63 min. Japanese.
The debut film of the future director of hit international comedy Shall We Dance? (1996) follows the antics of the five members of the model middle-class Mamiya family after the latest arrival into the household, the voluptuous new bride Yuriko of the over-sexed eldest son Koichi. Younger brother Kazuo sees his new sister-in-law as a possible source of release from study stress, while his sister Akiko dons her office lady uniform every morning and slips out of her family’s eyesight with a cheery smile, before heading straight to a workplace that offers much more in the way of financial incentive than the office. Meanwhile, their father remains a silent fixture behind his newspaper, nodding sagely at the head of the table, while waxing wistfully about the owner of the local bar who reminds him of his dead wife.
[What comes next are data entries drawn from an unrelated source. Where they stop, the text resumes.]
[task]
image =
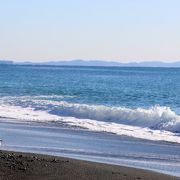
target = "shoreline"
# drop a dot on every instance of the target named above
(17, 166)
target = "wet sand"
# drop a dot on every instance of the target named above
(17, 166)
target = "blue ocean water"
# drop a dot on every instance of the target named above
(117, 115)
(111, 86)
(138, 102)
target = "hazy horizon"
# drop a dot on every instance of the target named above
(117, 30)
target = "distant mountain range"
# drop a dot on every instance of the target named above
(98, 63)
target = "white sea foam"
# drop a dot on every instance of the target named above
(29, 114)
(156, 117)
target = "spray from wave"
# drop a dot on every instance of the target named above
(155, 123)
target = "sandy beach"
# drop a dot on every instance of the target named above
(17, 166)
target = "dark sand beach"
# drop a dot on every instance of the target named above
(17, 166)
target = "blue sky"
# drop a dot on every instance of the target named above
(122, 30)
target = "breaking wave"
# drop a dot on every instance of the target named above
(155, 123)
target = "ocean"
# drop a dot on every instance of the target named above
(118, 115)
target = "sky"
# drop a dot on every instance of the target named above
(118, 30)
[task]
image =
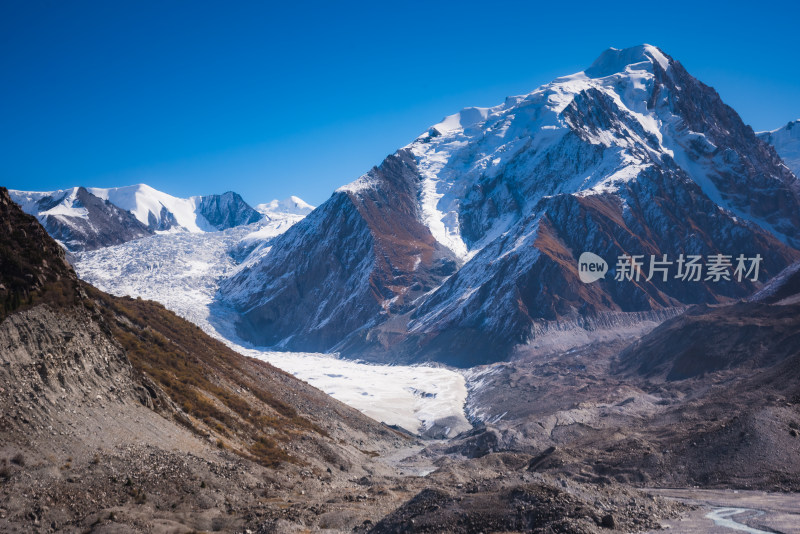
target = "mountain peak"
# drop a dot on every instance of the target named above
(289, 206)
(614, 60)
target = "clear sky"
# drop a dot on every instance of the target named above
(268, 99)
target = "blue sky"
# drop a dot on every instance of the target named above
(269, 100)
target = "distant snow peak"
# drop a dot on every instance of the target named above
(614, 61)
(90, 218)
(786, 141)
(290, 206)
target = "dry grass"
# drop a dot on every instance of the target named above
(204, 377)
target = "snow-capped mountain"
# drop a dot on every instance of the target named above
(464, 244)
(786, 141)
(90, 218)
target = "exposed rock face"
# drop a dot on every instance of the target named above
(786, 141)
(743, 336)
(227, 210)
(459, 244)
(122, 398)
(91, 218)
(310, 299)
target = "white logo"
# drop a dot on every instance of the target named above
(591, 267)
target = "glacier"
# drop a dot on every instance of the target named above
(182, 271)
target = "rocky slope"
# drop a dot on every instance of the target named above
(461, 245)
(709, 398)
(121, 397)
(90, 218)
(117, 416)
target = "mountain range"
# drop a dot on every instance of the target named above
(501, 240)
(463, 246)
(83, 218)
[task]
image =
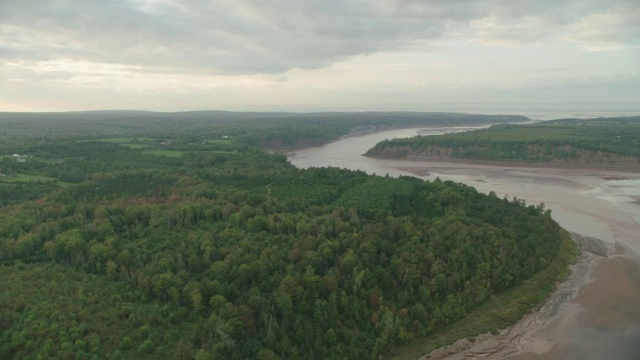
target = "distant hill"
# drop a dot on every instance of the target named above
(264, 129)
(608, 142)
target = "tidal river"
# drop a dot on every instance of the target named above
(599, 318)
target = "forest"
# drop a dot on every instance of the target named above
(204, 246)
(609, 142)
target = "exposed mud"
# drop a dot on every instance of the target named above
(523, 335)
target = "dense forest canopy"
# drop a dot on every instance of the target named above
(604, 142)
(207, 247)
(260, 129)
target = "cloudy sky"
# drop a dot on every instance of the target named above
(301, 55)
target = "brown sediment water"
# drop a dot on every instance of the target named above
(596, 314)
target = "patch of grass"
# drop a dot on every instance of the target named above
(169, 153)
(501, 310)
(31, 178)
(124, 140)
Shooting from his own script, Suo’s only ever ‘pink film’ is a bawdy pastiche of the works of Yasujiro Ozu, presenting the members of this far-from-typical family through idiosyncratic editing and compositional style of the Grand Master of the Japanese domestic drama. The results are amongst the wittiest and entertaining in the entire history of “pinku eiga”.
Masayuki Suo was born in Tokyo in 1956. He began his career in the early 1980s as an assistant director to Takahashi Banmei and Kiyoshi Kurosawa. In 1984, he directed his only ‘pink film’, Hentai kazoku – Aniki no yomesan (Abnormal Family: Older Brother’s Bride), for the company Kokuei. He went to make a number of feature films, landing a global hit with the tragicomedy Shall We Dance? (1996).